If polonium-210 was used a poison, it would be logical to fully exclude the involvement of another person as a mediating agent, Fyodorov said.

... "If a person inhales polonium, several micrograms would be lethal. If the same dose penetrates the body, a person's internal organs would be exposed and a person would certainly notice - in fact, he or she would develop radiation sickness," he said.

If they have found traces of polonium on board the planes, it must have been metal particles or solutions, he said. Radioactive substances might have been taken on board the plane accidentally, for instance, on the clothing or luggage of a passenger.

==================
Izvestia's 4 threories:

Izvestia
December 1, 2006
LITVINENKO HAD BECOME DANGEROUS FOR BEREZOVSKY
And three other theories about the mysterious events in London
Four theories about the Litvinenko poisoning
Author: Elena Ovcharenko, Vladimir Demchenko
[Police have reconstructed Alexander Litvinenko's movements on
November 1. He went to see Boris Berezovsky; he bought some
newspapers; he met with Andrei Lugovoi at the Millennium Hotel. He
met with Mario Scaramella at a sushi bar. Then he visited a
security firm - and that's when he started feeling ill.]

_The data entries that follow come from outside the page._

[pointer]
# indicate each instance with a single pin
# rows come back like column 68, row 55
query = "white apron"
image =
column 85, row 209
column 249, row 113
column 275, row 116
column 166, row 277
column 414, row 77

Mario Scaramella, the Italian who met with Alexander
Litvinenko on November 1 - the day the former KGB officer was
poisoned with polonium-210 - has revealed some details about the
meeting. Scaramella's words offer support for one of the theories
we presented earlier: that Litvinenko was involved in the black
market for nuclear materials. But police investigators aren't
rejecting some other theories either. Today we shall attempt to
look at all of them.

Scotland Yard detectives have some new questions for Boris
Berezovsky concerning the "Alexander Litvinenko death case." They
are interested in learning why Litvinenko visited Berezovsky's
office on the morning of November 1 - before his meeting with
Mario Scaramella. There is every reason to believe that at the
time of that morning visit, the radioactive polonium-210 was
either in Berezovsky's office or being carried by Litvinenko
himself.

Police have now reconstructed practically all of Litvinenko's
movements on that day. He went to see Berezovsky; he bought some newspapers in Piccadilly; he met with businessman Andrei Lugovoi at the Millennium Hotel. Then he met with Scaramella at Itsu, a Japanese restaurant. Then he visited a security firm - and that's when he started feeling ill.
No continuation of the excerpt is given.